The chamber’s centre for capital markets competitiveness president, David Hirschman, said the proposed rule was nothing but a “solution in search of a problem”.
“The changes would invite excessive and abusive lawsuits against public companies and hurt US global competitiveness,” he said.
The chamber claimed the amended standard would significantly increase the amount of information publicly traded companies are required to disclose regarding pending or threatened litigation.
These additional requirements would force companies to release immaterial or confidential information likely resulting in excessive or harassing lawsuits filed by plaintiffs’ trial attorneys, the chamber said. When the draft was released in June, the FASB said the changes were proposed because investors and other users of financial information had expressed concerns about current disclosures. It said FAS No 5 did not provide sufficient information in a timely manner to assist users of financial statements in assessing the likelihood, timing and amount of future cash flows associated with loss contingencies.

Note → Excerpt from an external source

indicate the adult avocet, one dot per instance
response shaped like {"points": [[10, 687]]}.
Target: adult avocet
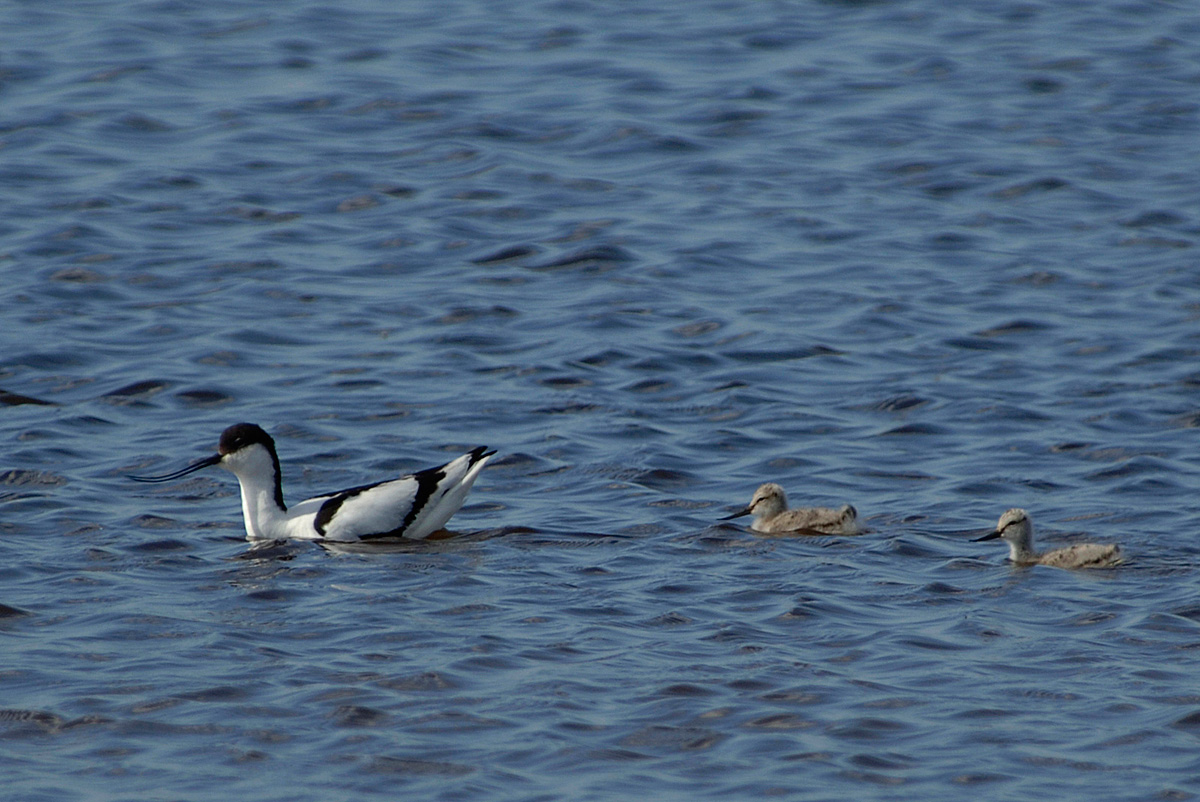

The proposed rule would substantially raise that standard, in some cases requiring companies to disclose all contingencies regardless of how “remote” the losses, the chamber said.
The chamber’s institute for legal reform president, Lisa Rickard, said adopting these proposals would add uncertainty, complexity, new liability and a great deal of cost while compelling companies to provide potentially unreliable, immaterial and privileged information about pending litigation.
“If there’s one thing we don’t need more of, it’s abusive lawsuits,” she commented.
The chamber also suggested the proposed changes would lead to the erosion of attorney-client and work-product privileges by requiring companies to reveal analysis and strategy regarding pending or potential future litigation.